En son birine dokunması bir kazaydı. Ama Yeniden Kuruluş onu cinayetten içeri tıktı. Juliette'in dokunuşunun neden bu kadar ölümcül olduğunu kimse bilmiyor. Kimseye bir zarar vermediği sürece bu durum kimsenin de umurunda değil çünkü dünya zaten perişan durumda. Her gün yeni bir hastalık ortaya çıkıyor, gıda sıkıntısı had safhada, gökyüzünde tek bir kuş kalmadı ve bulutlar garip bir renkte.


Yeniden Kuruluş, yeni düzenin tek çare olduğunu iddia ettiği için Juliette'i bir hücreye kapattı. Hayatta kalan bir avuç insan ise savaş naraları atıyor. İşte bu yüzden Yeniden Kuruluş fikir değiştirmek üzere. Juliette onlar için mükemmel bir silah olabilir. Juliette, yeni düzenin tek silahı olabilir.
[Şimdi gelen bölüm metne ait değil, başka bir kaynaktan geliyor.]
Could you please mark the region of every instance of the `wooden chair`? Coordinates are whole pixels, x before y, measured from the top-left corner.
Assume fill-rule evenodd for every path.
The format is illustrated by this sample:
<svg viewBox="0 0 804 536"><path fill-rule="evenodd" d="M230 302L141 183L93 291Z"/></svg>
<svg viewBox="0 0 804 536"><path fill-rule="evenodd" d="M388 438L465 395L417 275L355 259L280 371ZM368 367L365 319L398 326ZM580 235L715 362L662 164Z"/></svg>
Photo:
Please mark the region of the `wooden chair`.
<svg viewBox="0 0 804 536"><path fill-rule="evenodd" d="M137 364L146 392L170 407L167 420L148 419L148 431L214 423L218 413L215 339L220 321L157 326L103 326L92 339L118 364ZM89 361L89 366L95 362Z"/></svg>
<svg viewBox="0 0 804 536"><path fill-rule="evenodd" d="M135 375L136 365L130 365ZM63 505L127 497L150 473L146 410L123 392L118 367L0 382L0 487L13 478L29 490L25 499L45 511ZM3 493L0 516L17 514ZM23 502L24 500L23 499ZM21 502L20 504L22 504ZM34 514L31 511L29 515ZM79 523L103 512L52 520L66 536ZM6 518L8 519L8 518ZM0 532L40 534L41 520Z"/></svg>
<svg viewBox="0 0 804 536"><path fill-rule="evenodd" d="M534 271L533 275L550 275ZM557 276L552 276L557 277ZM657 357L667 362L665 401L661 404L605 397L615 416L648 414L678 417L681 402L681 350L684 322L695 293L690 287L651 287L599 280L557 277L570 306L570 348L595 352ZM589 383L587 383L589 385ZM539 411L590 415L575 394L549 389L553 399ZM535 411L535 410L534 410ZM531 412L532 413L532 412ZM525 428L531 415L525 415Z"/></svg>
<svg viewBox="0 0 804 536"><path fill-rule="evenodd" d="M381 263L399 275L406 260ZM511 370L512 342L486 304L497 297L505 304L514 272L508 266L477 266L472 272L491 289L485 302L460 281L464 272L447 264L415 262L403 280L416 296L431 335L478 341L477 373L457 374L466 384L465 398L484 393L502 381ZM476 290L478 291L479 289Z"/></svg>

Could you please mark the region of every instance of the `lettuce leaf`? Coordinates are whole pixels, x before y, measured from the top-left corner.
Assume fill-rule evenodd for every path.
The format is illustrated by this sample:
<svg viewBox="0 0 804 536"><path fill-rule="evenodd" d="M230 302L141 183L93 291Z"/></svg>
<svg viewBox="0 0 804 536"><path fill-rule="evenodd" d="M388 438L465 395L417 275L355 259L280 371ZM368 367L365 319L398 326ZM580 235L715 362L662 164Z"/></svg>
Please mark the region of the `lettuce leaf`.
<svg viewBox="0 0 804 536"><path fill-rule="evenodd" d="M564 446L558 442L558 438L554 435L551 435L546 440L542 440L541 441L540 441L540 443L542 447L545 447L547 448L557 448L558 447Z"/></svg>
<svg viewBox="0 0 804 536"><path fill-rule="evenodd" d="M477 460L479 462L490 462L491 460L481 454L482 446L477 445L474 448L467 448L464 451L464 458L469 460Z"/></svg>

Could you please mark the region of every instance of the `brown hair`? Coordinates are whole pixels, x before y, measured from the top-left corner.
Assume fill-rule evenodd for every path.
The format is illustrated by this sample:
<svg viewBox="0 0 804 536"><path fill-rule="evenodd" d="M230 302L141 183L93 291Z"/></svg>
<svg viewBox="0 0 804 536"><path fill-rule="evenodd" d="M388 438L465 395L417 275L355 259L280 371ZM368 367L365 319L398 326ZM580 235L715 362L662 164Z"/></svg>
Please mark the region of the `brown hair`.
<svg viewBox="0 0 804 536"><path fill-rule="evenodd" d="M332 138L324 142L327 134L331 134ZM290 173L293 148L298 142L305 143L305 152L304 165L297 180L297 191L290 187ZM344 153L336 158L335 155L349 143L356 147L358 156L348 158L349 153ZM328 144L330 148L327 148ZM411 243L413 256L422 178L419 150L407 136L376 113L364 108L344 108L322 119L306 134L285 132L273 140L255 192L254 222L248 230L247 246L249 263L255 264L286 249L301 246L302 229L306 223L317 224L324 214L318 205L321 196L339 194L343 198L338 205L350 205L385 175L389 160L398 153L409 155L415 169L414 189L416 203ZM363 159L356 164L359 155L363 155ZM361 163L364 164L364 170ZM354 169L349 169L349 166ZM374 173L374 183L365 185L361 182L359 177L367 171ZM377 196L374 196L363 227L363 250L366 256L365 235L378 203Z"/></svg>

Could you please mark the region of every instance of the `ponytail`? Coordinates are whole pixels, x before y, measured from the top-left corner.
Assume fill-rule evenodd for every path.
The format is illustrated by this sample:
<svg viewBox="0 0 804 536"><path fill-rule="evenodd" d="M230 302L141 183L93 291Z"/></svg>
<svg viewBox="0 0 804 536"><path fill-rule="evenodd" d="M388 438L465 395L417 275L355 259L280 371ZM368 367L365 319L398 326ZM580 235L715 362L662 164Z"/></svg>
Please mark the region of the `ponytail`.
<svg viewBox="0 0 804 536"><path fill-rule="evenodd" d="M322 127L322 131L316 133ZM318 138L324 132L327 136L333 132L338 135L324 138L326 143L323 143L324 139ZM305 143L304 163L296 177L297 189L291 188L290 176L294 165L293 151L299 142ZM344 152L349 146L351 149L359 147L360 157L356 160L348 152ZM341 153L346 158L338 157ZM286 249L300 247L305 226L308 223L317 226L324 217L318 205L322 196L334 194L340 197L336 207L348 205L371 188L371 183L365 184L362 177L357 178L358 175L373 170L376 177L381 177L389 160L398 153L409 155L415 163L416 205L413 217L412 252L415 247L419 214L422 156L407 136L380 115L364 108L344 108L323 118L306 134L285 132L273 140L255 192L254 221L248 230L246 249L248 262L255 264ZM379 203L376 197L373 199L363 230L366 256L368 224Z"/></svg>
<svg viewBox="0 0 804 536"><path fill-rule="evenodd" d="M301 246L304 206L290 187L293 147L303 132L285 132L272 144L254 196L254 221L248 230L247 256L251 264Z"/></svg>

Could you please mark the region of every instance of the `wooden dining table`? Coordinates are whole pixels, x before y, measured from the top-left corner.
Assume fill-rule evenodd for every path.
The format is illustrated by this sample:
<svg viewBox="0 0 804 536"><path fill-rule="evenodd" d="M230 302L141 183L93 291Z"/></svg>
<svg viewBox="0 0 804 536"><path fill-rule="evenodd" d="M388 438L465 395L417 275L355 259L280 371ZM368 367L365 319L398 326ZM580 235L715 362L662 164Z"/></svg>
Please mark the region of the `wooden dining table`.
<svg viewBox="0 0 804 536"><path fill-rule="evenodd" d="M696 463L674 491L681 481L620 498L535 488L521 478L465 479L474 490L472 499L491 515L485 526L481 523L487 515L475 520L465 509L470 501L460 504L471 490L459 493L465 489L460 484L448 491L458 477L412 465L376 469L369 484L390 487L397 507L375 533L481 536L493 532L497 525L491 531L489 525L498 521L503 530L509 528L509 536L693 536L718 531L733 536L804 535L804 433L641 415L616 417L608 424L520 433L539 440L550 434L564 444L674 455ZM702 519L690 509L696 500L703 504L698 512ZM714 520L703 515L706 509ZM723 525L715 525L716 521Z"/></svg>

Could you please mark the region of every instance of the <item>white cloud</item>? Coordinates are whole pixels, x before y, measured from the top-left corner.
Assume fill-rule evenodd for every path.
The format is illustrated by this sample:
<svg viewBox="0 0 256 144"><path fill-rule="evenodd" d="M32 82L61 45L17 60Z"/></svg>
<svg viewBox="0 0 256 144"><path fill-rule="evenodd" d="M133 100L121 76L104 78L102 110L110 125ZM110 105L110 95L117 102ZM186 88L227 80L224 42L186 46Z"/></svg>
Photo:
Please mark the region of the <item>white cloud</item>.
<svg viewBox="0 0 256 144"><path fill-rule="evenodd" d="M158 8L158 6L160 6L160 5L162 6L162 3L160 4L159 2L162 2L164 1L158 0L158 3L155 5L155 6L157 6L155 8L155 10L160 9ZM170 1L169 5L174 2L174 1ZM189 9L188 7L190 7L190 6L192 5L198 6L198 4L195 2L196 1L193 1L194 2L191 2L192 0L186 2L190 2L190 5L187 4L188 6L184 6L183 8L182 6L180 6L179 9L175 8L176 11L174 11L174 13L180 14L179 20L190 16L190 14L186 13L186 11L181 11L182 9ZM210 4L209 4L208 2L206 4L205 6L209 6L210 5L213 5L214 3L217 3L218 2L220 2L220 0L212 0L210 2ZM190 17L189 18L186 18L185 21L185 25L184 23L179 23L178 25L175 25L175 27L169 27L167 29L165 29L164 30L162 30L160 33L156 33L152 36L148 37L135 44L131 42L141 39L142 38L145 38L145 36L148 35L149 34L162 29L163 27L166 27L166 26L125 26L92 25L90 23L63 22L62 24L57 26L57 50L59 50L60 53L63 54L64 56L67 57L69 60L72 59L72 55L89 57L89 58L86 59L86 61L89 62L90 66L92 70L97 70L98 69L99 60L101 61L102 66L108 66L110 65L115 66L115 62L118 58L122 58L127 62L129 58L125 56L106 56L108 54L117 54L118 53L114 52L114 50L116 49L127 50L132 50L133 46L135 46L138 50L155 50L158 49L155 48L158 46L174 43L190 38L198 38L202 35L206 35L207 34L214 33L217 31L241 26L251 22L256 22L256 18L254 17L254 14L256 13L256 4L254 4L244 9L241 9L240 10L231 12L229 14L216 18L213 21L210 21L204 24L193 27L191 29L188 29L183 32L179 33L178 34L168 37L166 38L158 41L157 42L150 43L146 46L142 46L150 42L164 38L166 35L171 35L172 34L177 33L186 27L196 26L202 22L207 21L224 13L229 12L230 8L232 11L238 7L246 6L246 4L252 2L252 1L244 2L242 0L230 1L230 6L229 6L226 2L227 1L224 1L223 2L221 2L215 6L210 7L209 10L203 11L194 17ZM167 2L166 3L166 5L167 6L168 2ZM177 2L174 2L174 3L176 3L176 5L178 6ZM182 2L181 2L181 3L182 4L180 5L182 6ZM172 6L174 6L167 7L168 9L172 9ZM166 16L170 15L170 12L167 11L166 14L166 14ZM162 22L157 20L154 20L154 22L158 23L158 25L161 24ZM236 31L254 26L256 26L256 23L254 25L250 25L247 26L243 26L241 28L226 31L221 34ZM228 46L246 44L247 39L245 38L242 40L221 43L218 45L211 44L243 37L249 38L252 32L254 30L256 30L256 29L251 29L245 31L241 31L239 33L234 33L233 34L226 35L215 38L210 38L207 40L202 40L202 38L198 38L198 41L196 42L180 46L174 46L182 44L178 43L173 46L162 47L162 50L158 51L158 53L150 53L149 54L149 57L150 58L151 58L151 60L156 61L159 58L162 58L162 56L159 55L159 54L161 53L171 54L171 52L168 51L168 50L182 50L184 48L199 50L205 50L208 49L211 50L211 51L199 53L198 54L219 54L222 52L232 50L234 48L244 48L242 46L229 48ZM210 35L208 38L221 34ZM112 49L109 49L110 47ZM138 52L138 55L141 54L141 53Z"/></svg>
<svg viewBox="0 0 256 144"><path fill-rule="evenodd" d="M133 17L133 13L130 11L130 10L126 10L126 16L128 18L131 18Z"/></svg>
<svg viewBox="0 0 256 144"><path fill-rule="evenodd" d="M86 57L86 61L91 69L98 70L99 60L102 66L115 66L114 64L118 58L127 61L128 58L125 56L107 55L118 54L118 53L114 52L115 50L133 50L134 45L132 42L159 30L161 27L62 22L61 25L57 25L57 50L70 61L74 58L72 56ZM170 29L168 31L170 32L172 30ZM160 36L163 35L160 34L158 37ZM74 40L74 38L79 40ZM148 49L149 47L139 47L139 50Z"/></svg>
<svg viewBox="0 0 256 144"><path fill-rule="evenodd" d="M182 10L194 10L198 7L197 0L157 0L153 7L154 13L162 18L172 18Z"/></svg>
Juliette karar asamasında. Ya bir silah olacak. Ya da bir asi.


YORUM

Bu kitap arkadaşımın hediyesiydi ve neden bu kadar geç okuduğumu bilmiyorum, MUHTEŞEMDİ!

Juliette (baş karakter)'in özel bir gücü var, dokunuşuyla -istemeden de olsa- insanları öldürebiliyor. Bu yüzden ailesi tarafından bir akıl hastanesine kapatıldı. 264 gündür akıl hastanesinde ve kimseye dokunmadı. Juliette'in bulunduğu odaya yeni biri geliyor. Adam. Bu çocuk kesinlikle deli değil ama o odaya neden nasıl girdiğini tahmin edemezsiniz!

Juliette, sonunda kapatıldığı odadan çıkarılıyor.

Dışarıda dünyanın sonu gelmiş durumda. Açlık, hastalık, kuraklıkla birlikte dünya berbat bir halde. Yeniden Kuruluş isimli örgüt dünyayı yeni düzene sokmak için uğraşıyor ve bu örgütün başında Warner isimli komutan var. Warner, Juliette'den kendi ordusuna katılmasını istiyor. Güçlerini insanlara eziyet etmek ve bilgi almak için kullanmak istiyor. Juliette diretiyor tabii hatta daha kendisinde yeni güçler keşfediyor. Warner onu bulunduğu yerde tutuyor.

Juliette, bulunduğu yerden kaçıyor, birisiyle birlikte. Kaçışları çok sürmüyor ki Warner onları yakalıyor. Olaylar, olaylar, olaylar... (Spoiler vermemek için kesiyorum bu kısmı :D) Sona doğru kitap biraz durağanlaşmaya başladığı sırada yeni bir karakter geliyor; Kenji. Karakter kitaba anında renk katıyor. Yazar kitabı öyle yazmış ki tek bir sayfasında bile sıkılmadım. Ayrıca yazar bu kitapta Warner'ı her ne kadar kötü olarak anlatmış olsa da ben Warner'ı daha çok sevdim... Kitabın sonunda Juliette'le ilgili büyük bir gelişme oluyor. Tek söyleyebileceğim kesinlikle okumanız gerektiği.

NOT: Kitabın orijinal kapağı çok güzelmiş, keşke ülkemizde de o kapakla yayınlansaydı. :/


PUAN

ALINTILAR
"Adım Juliette."
Dudaklarının ifadesi yumuşadı, omurgamı un ufak eden bir tebessüm belirdi. Sanki onu eğlendiriyormuş gibi adımı tekrarladı. Onu neşelendiriyormuş gibi. Hoşuna gidiyormuş gibi.
17 yıldır hiç kimse adımı bu şekilde söylememişti.
Sadece bilim adamlarının yanıldığını biliyordum.
Dünya düzdü.
Biliyordum çünkü tam kenarından aşağı fırlatılmıştım ve 17 yıldır tutunmaya çalışıyordum. 17 yıldır tekrar yukarı tırmanmaya çalışıyordum ama hiç kimsenin size el uzatmaya niyeti yokken yer çekimini yenmek neredeyse imkansızdı.
Hiç kimse size dokunma riskini göze almazken.

"Nasıl benim gibi birini önemseyebilirsin?"
"Çünkü sana aşığım."

Kendimi geri çekiyorum ki beni durdurdu. "Gitme," dedi. "Beni, aklımı kaçırmaktan alıkoyan tek şey, dokunuşun."